Although LOS in several countries has been reported to be short (Kehlet 2013), the aim is to improve recovery to be able to go directly home and not via another institution such as nursing care facilities, rehabilitation homes etc. (Cram et al. 2018) where limited scientific information is available with regard to recovery interventions and results. The same applies to the more recent publications on outpatient THA and TKA, often from private and semi-private institutions.
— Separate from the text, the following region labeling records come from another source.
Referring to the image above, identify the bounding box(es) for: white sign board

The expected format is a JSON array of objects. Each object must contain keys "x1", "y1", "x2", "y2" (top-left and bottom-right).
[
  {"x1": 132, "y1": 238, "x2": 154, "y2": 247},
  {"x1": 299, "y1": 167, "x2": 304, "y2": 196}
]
So far, this approach seems safe in selected patients without increasing risk of readmissions or complications (Vehmeijer et al. 2018). However, despite this progress, there are challenges to understand how to increase the percentage of patients recovered and discharged on the day of surgery, and for which patients that outpatient surgery may not equate to optimized care. Fast-track protocols have been based on the concept of “first better – then faster,” so it could be that for some identified patients a planned longer stay in hospital is the best means of accelerating recovery and reducing complications, re-admissions, and morbidity.

 

In summary, the fast-track THA and TKA approach has made major progress, but we have not achieved the final goal. Future challenges lie in: (1) preoperative prediction of high-inflammatory responders, (2) further dose-finding or repeat-dosing glucocorticoid or other anti-inflammatory agents in studies in hyper-inflammatory responders (Kehlet and Lindberg-Larsen 2018), (3) more focused studies on high-pain responders (preoperative opioid users, pain catastrophizers, sensitized patients, etc.) (Gilron et al. 2018), and (4) developing optimal post-discharge rehabilitation strategies. Only then we will have succeeded ino reaching the goal for the “pain and risk free” THA and TKA (Kehlet and Jorgensen 2016).